Sunday, October 5, 2014

Apple Cake with a Marzipan Topping

Ingredients:

9x11 (30x40 cm) Pyrex or deep baking dish or 12 inch (28 cm) springform
Some grease

Pie Crust:
220 g all-purpose flour
1 teaspoon baking powder
75 g sugar
110 g (1 stick) soft butter or margarine
1/2 teaspoon vanilla extract or 1 package vanilla sugar
2 tablespoons milk

Filling:
750 g or 1.5 pounds apples

Topping:
100 g marzipan
4 tablespoons calvados
75 g soft butter or margarine
75 g sugar
1/2 teaspoon vanilla extract or 1 package vanilla sugar
150 g sour cream
100 g sliced almonds

Preparation:
1. Preheat oven so 180 degrees Celsius (350 F).

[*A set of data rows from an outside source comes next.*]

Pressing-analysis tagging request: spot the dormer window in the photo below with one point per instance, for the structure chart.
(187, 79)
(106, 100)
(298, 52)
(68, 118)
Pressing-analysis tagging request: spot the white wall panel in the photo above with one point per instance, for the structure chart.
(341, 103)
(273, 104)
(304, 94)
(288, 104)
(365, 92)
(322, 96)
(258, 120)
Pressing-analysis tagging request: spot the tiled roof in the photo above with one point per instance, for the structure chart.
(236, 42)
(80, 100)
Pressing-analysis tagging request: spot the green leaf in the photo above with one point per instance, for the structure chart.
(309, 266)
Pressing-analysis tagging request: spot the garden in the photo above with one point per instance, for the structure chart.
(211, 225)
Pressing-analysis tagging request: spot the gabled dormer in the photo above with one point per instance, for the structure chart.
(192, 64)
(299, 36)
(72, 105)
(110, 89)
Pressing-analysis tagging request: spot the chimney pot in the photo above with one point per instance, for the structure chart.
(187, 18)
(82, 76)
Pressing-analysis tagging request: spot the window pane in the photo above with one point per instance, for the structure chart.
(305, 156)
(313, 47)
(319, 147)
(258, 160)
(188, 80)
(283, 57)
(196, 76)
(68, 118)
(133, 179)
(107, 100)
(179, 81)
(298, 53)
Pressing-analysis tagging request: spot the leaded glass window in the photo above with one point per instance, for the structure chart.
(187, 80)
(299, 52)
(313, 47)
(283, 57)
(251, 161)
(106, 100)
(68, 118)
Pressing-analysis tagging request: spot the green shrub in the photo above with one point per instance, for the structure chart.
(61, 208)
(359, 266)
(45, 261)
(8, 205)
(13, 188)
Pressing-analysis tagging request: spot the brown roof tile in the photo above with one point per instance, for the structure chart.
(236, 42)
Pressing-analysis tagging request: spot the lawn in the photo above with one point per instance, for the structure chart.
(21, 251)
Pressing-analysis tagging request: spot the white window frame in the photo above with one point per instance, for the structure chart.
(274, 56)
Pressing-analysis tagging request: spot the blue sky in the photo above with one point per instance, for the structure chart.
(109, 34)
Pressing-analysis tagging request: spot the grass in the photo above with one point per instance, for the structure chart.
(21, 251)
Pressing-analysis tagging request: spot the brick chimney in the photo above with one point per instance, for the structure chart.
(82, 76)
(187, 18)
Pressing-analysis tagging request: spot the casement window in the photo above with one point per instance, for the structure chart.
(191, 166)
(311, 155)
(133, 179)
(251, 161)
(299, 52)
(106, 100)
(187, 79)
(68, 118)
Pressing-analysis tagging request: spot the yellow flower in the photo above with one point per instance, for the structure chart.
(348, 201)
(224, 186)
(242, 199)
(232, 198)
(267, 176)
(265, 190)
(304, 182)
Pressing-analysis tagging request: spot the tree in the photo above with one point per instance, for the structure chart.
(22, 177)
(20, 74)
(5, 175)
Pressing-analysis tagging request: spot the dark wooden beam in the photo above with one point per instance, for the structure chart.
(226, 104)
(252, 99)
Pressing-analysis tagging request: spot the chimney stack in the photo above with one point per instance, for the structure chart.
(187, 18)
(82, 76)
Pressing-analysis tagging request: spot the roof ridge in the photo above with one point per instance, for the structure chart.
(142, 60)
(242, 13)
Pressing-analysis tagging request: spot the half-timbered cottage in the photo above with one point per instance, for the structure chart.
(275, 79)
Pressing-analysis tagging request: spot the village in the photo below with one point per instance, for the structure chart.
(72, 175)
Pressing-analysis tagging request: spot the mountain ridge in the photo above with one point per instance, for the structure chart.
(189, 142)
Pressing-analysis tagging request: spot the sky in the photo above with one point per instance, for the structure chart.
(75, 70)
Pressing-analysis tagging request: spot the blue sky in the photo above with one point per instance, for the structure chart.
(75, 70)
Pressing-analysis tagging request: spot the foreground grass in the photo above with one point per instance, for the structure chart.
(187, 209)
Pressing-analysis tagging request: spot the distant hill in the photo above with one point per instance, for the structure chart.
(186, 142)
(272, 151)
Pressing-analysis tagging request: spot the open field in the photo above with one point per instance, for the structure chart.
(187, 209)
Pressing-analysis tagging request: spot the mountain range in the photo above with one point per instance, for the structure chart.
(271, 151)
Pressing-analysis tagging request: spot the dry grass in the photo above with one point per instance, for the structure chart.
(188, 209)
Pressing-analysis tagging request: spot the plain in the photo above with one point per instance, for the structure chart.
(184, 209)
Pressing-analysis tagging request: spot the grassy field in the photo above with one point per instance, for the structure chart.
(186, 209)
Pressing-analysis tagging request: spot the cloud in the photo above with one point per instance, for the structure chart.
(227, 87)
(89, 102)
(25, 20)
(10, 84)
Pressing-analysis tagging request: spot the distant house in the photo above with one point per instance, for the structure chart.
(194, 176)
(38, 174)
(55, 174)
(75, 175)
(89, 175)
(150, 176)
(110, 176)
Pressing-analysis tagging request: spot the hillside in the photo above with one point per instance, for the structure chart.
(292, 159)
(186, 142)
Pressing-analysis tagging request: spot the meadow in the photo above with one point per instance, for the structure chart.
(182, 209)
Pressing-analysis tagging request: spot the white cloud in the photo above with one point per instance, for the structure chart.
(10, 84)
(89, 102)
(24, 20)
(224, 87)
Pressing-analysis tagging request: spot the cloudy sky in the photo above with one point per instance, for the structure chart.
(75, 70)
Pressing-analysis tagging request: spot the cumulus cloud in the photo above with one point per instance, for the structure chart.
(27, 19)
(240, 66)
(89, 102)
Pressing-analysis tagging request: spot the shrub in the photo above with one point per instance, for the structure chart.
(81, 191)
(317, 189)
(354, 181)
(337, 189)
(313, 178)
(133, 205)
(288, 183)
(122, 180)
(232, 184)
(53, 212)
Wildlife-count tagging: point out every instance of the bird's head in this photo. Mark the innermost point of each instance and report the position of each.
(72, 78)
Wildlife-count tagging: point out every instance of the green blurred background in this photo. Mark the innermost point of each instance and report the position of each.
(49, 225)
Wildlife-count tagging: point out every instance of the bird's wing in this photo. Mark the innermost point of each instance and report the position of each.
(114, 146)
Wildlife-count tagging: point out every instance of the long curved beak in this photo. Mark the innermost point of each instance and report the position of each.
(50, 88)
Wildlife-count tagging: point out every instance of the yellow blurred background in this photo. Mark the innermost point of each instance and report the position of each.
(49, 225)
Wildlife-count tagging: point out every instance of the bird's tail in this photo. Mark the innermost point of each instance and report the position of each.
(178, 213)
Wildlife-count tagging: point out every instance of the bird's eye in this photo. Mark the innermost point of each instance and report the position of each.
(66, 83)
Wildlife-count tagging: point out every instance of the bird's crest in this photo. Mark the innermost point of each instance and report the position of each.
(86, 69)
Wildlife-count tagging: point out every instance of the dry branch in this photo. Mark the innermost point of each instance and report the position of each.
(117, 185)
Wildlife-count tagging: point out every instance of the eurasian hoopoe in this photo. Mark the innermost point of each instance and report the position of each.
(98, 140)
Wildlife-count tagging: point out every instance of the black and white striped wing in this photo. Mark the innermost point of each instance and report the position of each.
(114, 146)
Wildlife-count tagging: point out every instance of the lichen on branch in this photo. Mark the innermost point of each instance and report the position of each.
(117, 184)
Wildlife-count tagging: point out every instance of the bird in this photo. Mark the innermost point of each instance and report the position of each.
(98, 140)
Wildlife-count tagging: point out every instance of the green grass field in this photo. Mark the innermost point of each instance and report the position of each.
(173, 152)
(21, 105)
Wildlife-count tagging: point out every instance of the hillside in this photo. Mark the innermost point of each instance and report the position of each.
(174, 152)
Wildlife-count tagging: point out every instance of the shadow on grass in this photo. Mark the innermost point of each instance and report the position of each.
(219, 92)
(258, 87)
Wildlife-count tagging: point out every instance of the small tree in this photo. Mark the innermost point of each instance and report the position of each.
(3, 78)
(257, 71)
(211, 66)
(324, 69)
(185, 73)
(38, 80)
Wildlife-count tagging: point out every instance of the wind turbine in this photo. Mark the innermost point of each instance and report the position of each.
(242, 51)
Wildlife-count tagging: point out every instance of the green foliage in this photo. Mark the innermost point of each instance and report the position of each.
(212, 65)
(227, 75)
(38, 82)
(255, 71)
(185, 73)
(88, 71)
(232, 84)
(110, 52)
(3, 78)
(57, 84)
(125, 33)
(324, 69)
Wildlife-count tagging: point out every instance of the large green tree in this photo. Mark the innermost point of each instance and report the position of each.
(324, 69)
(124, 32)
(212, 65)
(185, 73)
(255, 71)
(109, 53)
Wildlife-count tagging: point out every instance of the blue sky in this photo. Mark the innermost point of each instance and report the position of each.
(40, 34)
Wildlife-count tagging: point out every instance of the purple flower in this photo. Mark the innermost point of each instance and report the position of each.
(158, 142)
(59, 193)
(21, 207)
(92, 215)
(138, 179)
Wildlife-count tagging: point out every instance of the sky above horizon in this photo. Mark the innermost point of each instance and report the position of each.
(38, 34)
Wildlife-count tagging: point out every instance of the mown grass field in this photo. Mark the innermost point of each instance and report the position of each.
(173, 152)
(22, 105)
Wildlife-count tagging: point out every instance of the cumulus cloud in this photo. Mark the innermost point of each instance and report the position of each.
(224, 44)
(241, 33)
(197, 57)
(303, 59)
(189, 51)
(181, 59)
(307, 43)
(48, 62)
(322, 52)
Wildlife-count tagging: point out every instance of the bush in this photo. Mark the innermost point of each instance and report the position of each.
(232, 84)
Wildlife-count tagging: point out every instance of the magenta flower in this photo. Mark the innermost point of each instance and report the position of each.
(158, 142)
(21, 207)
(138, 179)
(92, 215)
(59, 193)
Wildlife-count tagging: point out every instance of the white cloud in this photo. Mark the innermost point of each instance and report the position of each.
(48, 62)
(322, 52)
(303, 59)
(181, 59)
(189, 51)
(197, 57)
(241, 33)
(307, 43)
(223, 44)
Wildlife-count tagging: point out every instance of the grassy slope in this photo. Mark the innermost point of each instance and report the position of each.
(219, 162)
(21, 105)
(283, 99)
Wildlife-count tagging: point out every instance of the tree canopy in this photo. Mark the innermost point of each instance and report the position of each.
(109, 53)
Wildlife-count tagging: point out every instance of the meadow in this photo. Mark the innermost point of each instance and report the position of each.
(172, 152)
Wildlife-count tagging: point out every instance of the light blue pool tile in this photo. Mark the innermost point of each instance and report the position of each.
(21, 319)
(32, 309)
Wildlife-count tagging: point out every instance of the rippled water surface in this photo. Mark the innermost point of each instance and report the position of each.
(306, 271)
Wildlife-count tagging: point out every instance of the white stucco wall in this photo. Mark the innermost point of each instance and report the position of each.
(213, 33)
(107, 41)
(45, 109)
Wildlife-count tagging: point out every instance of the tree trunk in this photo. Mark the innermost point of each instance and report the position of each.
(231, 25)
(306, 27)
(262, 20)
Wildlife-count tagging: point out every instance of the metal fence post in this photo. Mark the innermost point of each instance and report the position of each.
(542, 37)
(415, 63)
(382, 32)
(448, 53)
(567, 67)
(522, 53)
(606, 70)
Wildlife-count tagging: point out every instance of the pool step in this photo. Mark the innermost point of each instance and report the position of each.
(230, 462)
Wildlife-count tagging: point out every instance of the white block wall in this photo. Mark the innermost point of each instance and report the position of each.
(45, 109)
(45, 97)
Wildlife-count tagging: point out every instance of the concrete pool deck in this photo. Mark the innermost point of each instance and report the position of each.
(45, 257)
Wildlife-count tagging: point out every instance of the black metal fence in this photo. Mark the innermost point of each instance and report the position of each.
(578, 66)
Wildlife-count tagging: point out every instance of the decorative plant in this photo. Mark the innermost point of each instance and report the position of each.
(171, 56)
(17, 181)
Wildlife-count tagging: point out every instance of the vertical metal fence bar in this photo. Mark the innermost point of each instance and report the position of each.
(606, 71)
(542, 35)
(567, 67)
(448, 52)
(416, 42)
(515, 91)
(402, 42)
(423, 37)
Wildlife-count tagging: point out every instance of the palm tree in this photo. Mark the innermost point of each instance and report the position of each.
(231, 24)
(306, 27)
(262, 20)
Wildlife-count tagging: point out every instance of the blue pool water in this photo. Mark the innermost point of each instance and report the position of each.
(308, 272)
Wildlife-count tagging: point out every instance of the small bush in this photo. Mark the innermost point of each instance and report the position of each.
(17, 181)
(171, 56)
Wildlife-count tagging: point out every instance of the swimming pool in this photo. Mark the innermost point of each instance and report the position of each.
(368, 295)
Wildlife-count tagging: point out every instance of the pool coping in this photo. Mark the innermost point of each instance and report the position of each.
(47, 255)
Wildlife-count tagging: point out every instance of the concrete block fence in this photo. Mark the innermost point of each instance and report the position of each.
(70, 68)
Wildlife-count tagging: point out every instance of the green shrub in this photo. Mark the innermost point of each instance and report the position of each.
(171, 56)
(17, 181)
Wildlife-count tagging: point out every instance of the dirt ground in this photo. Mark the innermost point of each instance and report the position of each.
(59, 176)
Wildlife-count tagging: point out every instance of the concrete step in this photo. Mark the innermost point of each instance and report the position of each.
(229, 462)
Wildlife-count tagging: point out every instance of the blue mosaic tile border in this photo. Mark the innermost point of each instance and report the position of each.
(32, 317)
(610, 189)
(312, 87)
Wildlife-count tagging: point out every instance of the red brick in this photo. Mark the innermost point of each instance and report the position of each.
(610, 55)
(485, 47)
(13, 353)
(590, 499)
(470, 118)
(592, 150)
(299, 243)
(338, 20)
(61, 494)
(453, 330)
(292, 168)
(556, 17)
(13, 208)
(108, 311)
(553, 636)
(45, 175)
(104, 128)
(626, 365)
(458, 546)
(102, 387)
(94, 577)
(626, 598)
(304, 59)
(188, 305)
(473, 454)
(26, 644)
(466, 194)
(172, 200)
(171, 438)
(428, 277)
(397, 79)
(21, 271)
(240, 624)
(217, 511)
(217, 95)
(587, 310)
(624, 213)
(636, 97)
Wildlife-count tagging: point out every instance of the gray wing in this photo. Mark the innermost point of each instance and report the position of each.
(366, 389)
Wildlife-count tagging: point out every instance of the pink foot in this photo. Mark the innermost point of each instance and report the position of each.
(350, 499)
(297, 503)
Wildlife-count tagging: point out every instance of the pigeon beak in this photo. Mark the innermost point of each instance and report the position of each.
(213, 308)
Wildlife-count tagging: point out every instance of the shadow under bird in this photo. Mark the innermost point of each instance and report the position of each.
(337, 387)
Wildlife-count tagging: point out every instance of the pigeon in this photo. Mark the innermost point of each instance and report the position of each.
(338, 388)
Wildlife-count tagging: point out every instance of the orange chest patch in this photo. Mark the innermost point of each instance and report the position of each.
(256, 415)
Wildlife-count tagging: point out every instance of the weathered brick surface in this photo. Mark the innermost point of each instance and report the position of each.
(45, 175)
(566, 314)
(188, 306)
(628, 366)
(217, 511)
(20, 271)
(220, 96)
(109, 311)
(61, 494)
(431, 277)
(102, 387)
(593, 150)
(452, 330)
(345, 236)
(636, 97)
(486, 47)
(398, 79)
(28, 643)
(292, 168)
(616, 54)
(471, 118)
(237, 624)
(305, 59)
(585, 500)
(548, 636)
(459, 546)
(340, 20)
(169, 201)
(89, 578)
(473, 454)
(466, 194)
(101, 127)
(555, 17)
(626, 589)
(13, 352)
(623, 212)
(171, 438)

Grease bottom of baking dish or springform.
2. Mix flour and baking powder, then sift into a bowl. Add remaining ingredients and using the knead hooks of an electric hand mixer until a dough has formed. Chill in refrigerator until ready to use.
3. Peel apples, cut into quarters and remove core. Cut apples into thick slices.
4. Use 2/3 of the pie crust batter and put on bottom of baking dish or springform. Form a long rod of the remaining batter and line the edge of the baking dish or springform about 2 cm or 3/4 inch high.
5. Put apples on top of bottom and bake for about 25 minutes at 180 degrees Celsius (350 F).
6. Topping: Whisk marzipan and calvados until smooth. Add butter or margarine, sugar, vanilla sugar and sour cream and keep whisking. Lastly, stir in almonds and spread on top of hot apples.
7. Bake cake for an additional 15 minutes of until toothpick comes out clean.

Comments:
1. The original recipe uses 1 egg in the batter for the pie crust. I prefer to leave it out; the batter is less crumbly without it.
2. I didn't have any calvados, so I used amaretto instead.